# Chinese train



## BLOND37 (Dec 3, 2010)

Courtesy ABC News:



> State media: China passenger train hits 302 mph (486 kph) on test run, breaking record
> A Chinese passenger train hit a record speed of 302 miles per hour (486 kilometers per hour) Friday during a test run of a yet-to-be opened link between Beijing and Shanghai, state media said.
> 
> The Xinhua News Agency said it was the fastest speed recorded by an unmodified conventional commercial train. Other types of trains in other countries have traveled faster.



State television footage showed the sleek ...

http://abcnews.go.com/Technology/wireStory?id=12301701

Shared using News360 for the iPhone. Learn more at http://www.news360.net


----------



## Devil's Advocate (Dec 3, 2010)

Well, at least all the billions we've been handing over to China for the last three decades is finally going toward a good cause somewhere. :lol:


----------



## George Harris (Dec 3, 2010)

note the weasel words: "unmodified conventional commercial train"

They would have found others to whatever extent necessary to flaunt their national pride.


----------



## Devil's Advocate (Dec 3, 2010)

George Harris said:


> note the weasel words: "unmodified conventional commercial train" They would have found others to whatever extent necessary to flaunt their national pride.

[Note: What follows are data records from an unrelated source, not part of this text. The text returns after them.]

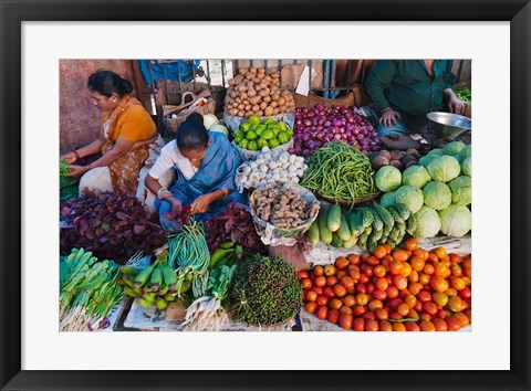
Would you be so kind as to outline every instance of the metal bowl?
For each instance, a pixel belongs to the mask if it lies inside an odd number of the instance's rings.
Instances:
[[[438,137],[454,139],[472,128],[471,119],[462,115],[431,112],[426,116],[430,131]]]

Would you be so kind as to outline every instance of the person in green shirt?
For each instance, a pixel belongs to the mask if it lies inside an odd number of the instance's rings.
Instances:
[[[451,89],[452,64],[452,60],[379,60],[365,85],[379,115],[378,135],[426,133],[426,114],[442,110],[445,104],[450,113],[462,114],[465,103]]]

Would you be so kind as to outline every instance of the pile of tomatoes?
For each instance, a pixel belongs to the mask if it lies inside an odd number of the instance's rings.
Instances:
[[[355,331],[457,331],[471,323],[471,256],[377,246],[299,271],[304,308]]]

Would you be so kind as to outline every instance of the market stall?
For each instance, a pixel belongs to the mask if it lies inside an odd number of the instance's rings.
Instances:
[[[279,77],[239,68],[201,113],[247,199],[206,223],[185,205],[165,232],[61,166],[61,330],[471,329],[471,126],[391,149],[366,108],[298,108]]]

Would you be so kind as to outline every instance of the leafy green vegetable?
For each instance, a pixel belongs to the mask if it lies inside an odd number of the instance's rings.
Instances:
[[[465,161],[465,159],[468,158],[469,156],[472,156],[472,146],[471,145],[468,145],[468,146],[466,146],[465,148],[461,149],[461,151],[459,152],[459,161],[460,162]]]
[[[451,141],[446,145],[446,147],[442,149],[445,155],[456,155],[459,154],[462,148],[465,148],[465,144],[461,141]]]
[[[467,207],[450,205],[439,212],[440,231],[448,236],[461,237],[472,228],[472,214]]]
[[[61,210],[66,228],[61,229],[61,252],[73,247],[92,251],[100,258],[125,263],[137,252],[149,253],[166,242],[160,225],[134,196],[103,192],[66,201]]]
[[[456,179],[461,172],[459,161],[451,156],[439,156],[428,163],[427,169],[433,180],[445,183]]]
[[[396,190],[396,202],[404,203],[413,213],[417,213],[424,205],[424,193],[414,186],[403,186]]]
[[[461,168],[462,173],[469,177],[472,176],[472,158],[470,156],[462,161]]]
[[[376,187],[385,192],[396,190],[402,184],[402,172],[396,167],[384,166],[375,176]]]
[[[396,203],[396,193],[392,191],[391,193],[385,193],[379,200],[379,204],[384,208],[392,207]]]
[[[439,232],[440,220],[435,209],[424,205],[415,216],[417,218],[415,237],[434,237]]]
[[[302,306],[295,270],[281,257],[244,257],[229,289],[229,308],[238,321],[269,326],[294,316]]]
[[[464,207],[472,203],[472,180],[470,177],[458,177],[448,186],[451,190],[451,203]]]
[[[451,190],[446,183],[431,181],[423,191],[424,203],[437,211],[451,203]]]
[[[431,180],[428,170],[424,166],[412,166],[402,173],[402,183],[416,188],[424,188]]]

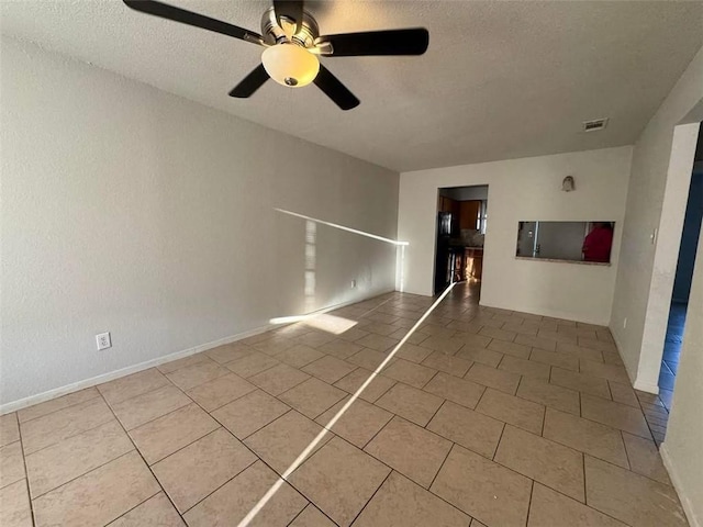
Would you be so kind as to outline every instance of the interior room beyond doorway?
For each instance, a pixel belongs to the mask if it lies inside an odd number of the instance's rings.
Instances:
[[[464,280],[480,290],[487,223],[488,186],[438,190],[435,294]]]

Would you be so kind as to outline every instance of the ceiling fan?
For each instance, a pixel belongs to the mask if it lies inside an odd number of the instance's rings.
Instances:
[[[303,9],[302,0],[274,0],[261,18],[261,35],[156,0],[123,1],[143,13],[264,46],[261,64],[230,91],[231,97],[243,99],[271,78],[292,88],[314,82],[342,110],[350,110],[359,100],[320,64],[319,56],[422,55],[429,43],[429,33],[424,27],[321,36],[317,22]]]

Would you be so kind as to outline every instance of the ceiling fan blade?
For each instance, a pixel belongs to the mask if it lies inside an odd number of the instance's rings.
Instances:
[[[236,97],[238,99],[246,99],[247,97],[252,97],[256,90],[258,90],[264,82],[269,79],[266,69],[264,69],[264,65],[259,64],[254,71],[247,75],[242,82],[232,88],[230,91],[230,97]]]
[[[315,40],[315,43],[332,44],[331,57],[422,55],[427,51],[429,33],[424,27],[342,33],[321,36]],[[322,53],[326,55],[324,46]]]
[[[352,110],[359,105],[359,100],[354,93],[322,64],[320,65],[320,72],[313,82],[342,110]]]
[[[254,44],[263,44],[261,35],[253,31],[244,30],[236,25],[222,22],[221,20],[211,19],[203,14],[193,13],[185,9],[176,8],[167,3],[157,2],[156,0],[123,0],[127,7],[142,13],[154,14],[161,19],[172,20],[182,24],[202,27],[203,30],[214,31],[223,35],[233,36],[241,41],[252,42]]]
[[[283,24],[281,24],[280,19],[281,16],[286,16],[295,22],[295,31],[293,31],[293,34],[298,33],[300,24],[303,21],[302,0],[274,0],[274,11],[276,11],[276,20],[279,21],[278,23],[281,27]]]

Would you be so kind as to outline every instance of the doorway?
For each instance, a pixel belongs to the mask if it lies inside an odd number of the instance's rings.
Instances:
[[[703,128],[699,132],[699,141],[695,149],[693,173],[687,201],[679,259],[673,281],[673,293],[667,324],[661,369],[659,370],[659,391],[661,399],[671,400],[676,375],[679,369],[679,355],[683,343],[683,329],[685,327],[693,266],[698,251],[698,240],[701,234],[703,221]]]
[[[459,281],[480,294],[487,225],[487,184],[437,190],[435,294]]]

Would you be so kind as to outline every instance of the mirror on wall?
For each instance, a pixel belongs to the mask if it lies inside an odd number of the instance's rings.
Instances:
[[[518,258],[610,264],[615,222],[518,222]]]

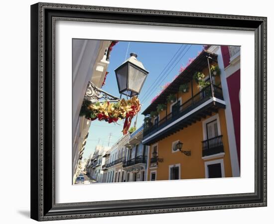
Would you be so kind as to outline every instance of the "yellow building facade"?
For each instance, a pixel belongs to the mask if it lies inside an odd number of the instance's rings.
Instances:
[[[233,176],[222,74],[214,76],[209,69],[218,67],[217,56],[203,51],[143,112],[149,115],[159,104],[165,105],[157,115],[145,119],[142,142],[149,146],[148,180]],[[204,74],[210,84],[201,88],[193,79],[195,72]],[[179,87],[186,83],[188,91],[183,93]],[[167,101],[170,94],[175,101]]]

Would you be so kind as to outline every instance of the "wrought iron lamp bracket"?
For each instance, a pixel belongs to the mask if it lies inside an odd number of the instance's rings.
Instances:
[[[104,101],[118,102],[120,101],[120,98],[97,87],[92,82],[89,82],[85,97],[88,98],[92,104]]]

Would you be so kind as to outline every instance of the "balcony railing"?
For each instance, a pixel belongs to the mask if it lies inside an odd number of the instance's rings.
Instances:
[[[108,163],[107,164],[107,167],[110,167],[111,166],[114,166],[115,165],[118,164],[118,163],[122,163],[122,162],[124,163],[125,159],[126,159],[126,157],[125,157],[120,158],[119,159],[117,159],[116,160],[114,160],[112,162]]]
[[[108,169],[108,164],[104,164],[102,166],[102,170],[107,170]]]
[[[215,85],[213,87],[214,96],[220,100],[224,100],[222,89]],[[161,119],[157,123],[151,124],[150,126],[145,125],[143,131],[143,136],[148,133],[152,134],[158,130],[160,130],[164,126],[170,123],[178,118],[184,115],[194,108],[201,105],[202,103],[212,98],[211,86],[209,85],[193,96],[193,97],[186,101],[178,107],[177,111],[173,111]]]
[[[138,156],[136,158],[130,159],[125,161],[123,164],[124,167],[127,166],[133,166],[134,165],[137,164],[138,163],[146,163],[146,156],[142,155]]]
[[[224,152],[222,137],[223,135],[219,135],[202,142],[203,156]]]

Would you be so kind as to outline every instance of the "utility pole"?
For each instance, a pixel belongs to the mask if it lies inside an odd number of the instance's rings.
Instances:
[[[108,146],[110,146],[110,143],[111,142],[111,135],[112,133],[111,132],[110,132],[110,136],[109,137],[109,144],[108,144]]]

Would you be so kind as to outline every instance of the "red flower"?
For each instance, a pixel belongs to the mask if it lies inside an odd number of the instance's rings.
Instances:
[[[102,113],[98,113],[97,114],[97,117],[98,117],[98,119],[99,120],[101,120],[103,119],[103,117],[104,116],[104,115]]]

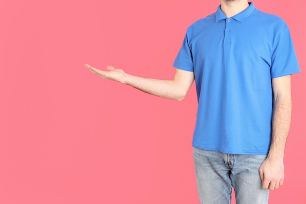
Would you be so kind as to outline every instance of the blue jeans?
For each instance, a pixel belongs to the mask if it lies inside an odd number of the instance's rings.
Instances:
[[[197,192],[201,204],[230,204],[232,187],[237,204],[268,203],[259,168],[266,155],[222,153],[193,148]]]

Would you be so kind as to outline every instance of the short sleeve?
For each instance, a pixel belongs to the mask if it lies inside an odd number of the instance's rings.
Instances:
[[[193,71],[192,53],[189,42],[190,38],[188,29],[185,35],[183,45],[173,63],[173,67],[185,71]]]
[[[271,78],[300,72],[300,67],[287,26],[278,34],[271,55]]]

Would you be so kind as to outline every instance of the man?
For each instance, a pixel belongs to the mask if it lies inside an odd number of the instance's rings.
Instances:
[[[112,67],[102,77],[181,100],[195,79],[198,102],[192,145],[201,204],[268,202],[284,179],[291,119],[290,75],[300,71],[288,27],[247,0],[221,0],[192,24],[172,80],[132,76]]]

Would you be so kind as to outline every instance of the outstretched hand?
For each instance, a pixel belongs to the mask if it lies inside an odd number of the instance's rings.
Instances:
[[[113,80],[124,83],[124,79],[126,73],[122,69],[116,69],[111,66],[108,66],[106,69],[108,71],[102,71],[97,68],[91,67],[89,65],[86,64],[84,66],[91,72],[97,75],[104,79]]]

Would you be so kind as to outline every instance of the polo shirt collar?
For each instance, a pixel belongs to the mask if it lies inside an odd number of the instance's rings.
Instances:
[[[231,18],[240,23],[243,22],[256,9],[252,2],[249,2],[249,6],[245,10]],[[218,6],[218,8],[216,12],[216,22],[217,23],[220,20],[226,19],[227,18],[226,16],[221,10],[221,5],[220,5]]]

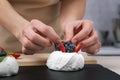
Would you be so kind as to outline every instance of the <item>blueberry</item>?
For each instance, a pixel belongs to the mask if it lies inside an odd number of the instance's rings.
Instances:
[[[60,51],[60,44],[56,44],[55,50]]]
[[[66,42],[64,46],[65,46],[66,52],[74,52],[75,45],[71,41]]]
[[[62,41],[62,43],[65,47],[66,52],[69,52],[69,53],[74,52],[74,49],[76,46],[71,41],[68,41],[68,42]],[[55,50],[60,51],[60,44],[56,44]]]
[[[6,56],[7,53],[4,50],[0,50],[0,56]]]

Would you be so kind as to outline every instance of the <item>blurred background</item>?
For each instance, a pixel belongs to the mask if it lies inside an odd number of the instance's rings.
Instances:
[[[97,55],[120,55],[120,0],[87,0],[84,19],[94,21],[102,42]]]

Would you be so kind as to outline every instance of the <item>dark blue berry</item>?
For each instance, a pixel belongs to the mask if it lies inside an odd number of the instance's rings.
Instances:
[[[60,44],[56,44],[55,50],[60,51]]]
[[[0,50],[0,56],[6,56],[7,53],[4,50]]]

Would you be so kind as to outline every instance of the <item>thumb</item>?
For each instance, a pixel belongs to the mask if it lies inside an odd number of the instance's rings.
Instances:
[[[73,29],[74,28],[73,28],[72,25],[65,26],[65,28],[64,28],[64,33],[65,33],[64,39],[65,39],[65,41],[70,41],[73,38],[73,35],[74,35],[74,30]]]

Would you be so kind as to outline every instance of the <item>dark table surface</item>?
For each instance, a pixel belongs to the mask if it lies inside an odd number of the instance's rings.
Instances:
[[[0,80],[120,80],[120,75],[98,64],[87,64],[82,70],[60,72],[46,66],[20,67],[18,75]]]

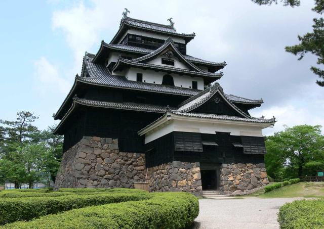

How are those "weasel words?" Unless I'm mistaken the French train and electrification system _were_ modified for testing and the Japanese train was a prototype on a track used exclusively for testing. Why shouldn't the Chinese be proud of their accomplishment? What sort of railfan bashes the technical accomplishments of others simply because they're on the other side of some imaginary line? There are plenty of legitimate reasons I can think of for criticizing the Chinese, but being proud of a new and faster passenger rail network isn't one of them.


----------